Jay Weissberg in Variety on the film for which Álex de la Iglesia has won the Silver Lion and an Osella for Best Screenplay in Venice, Balada triste de trompeta, known among English-speakers as either as A Sad Trumpet Ballad or The Last Circus: "Loud, tedious and unattractive in every sense, this barrage of blood set during the Franco regime combines the helmer's customary cartoonishness with horror and ups it a thousand notches. Presumably his two vengeful clowns are meant to be an in-your-face comment on Spain's fascist past, but the nonstop splatter has all the insight of an ultraviolent videogame."
"The hideous tug of war is between puffy, owlish Sad Clown (Carlos Areces) and drunken, sadistic Happy Clown (Antonio de la Torre), yin-yang monsters whose deformed psyches eventually can no longer be camouflaged by greasepaint," writes Fernando F Croce at the House Next Door. "At the center is Carolina Bang's toothsome acrobat — the soul of Spain herself? If so, all the more credit to de la Iglesia for making her a darting-tongued lewdling who perversely relishes her own vile ravishment. The filmmaker's lack of discipline ultimately mars the subtext, but the brazen fusion of Jodorowsky and Tashlin remains a heady mix that shows how timid and safe Pan's Labyrinth really was."

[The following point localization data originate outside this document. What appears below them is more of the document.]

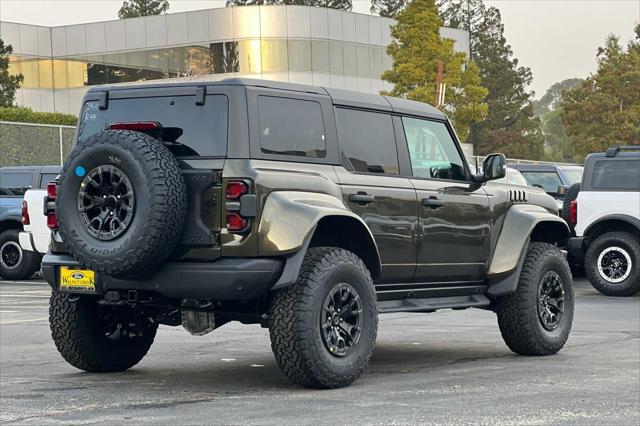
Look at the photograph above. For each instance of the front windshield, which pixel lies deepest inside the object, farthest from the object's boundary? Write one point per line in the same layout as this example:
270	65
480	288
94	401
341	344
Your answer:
573	175
514	177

"[T]he film features a scattered mosaic of silent-film references, touching on James Whale and Tod Browning," notes Guy Lodge at In Contention, "but its nightmarish sound mix makes a far stronger case for the merits of pre-talkie cinema."

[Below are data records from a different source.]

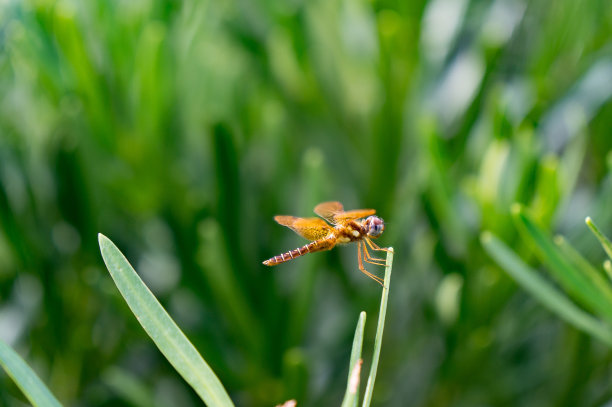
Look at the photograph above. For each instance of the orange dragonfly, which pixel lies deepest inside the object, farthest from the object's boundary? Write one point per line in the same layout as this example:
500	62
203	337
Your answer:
343	227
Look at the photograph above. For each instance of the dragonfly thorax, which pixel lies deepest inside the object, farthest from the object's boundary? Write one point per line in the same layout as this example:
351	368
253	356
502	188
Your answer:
374	226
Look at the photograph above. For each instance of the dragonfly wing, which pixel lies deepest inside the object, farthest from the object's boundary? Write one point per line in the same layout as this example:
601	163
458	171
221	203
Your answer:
354	214
329	210
310	228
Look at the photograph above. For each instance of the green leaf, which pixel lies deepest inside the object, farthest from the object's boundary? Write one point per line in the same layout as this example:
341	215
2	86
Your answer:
574	281
543	291
351	397
168	337
367	397
32	387
605	242
582	264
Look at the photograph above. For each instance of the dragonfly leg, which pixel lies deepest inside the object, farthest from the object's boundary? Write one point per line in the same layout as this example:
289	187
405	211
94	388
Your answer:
364	271
374	246
370	259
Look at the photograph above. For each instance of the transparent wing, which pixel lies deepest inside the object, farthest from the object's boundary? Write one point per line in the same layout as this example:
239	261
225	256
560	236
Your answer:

"Normally, I would run a mile from a movie with oddball stiltwalkers, flying midgets and comedy human cannonballs, but this had a wildness, sexiness and daring insanity that I found weirdly compelling," writes the Observer's Jason Solomons. "Two rampaging, disfigured clowns with machetes and machine guns duelling over a large-breasted trapeze artist on top of a 200ft-high cross? You gotta see that."
Reports Camillo de Marco for Cineuropa: "'It's my most personal and risky film; I've put my heart and soul into it,' explained the director, who identified with both protagonists. 'In my opinion, it's first and foremost a love story: mad, wild and horrible. In short, a mix of horror and passion: the things I love.' On the dark period of the dictatorship, Iglesia says he has 'brought out the anguish, with shades of film noir and irony, in order to be able to bury it. We have a terribly painful past which influences all our present-day lives. We've suffered pain and torture: things which change people and destroy the life of the film's protagonist.'"
Álex de la Iglesia. Photo by Fabrizio Maltese/EF Press/fabriziomaltese.com. Venice 2010.
A Sad Trumpet Ballad screens in Toronto on Tuesday, Wednesday and September 19.
Update, 9/16: "[T]hough the film becomes a bit of an unwieldy mess at points, unable to fully support the full scope of what de la Iglesia is attempting it still remains one of the most vital and compelling pieces of work in the career of one of the world's most unique and unusual talents," writes Twitch's Todd Brown.
Update, 9/20: "Beginning in carnage and soaring into surrealist tragicomedy, Balada Triste is a film hellbent on madness and in full control of it," writes Time's Richard Corliss. "Is it the best movie in Venice and Toronto, or the worst? Could be either. But it was surely the most."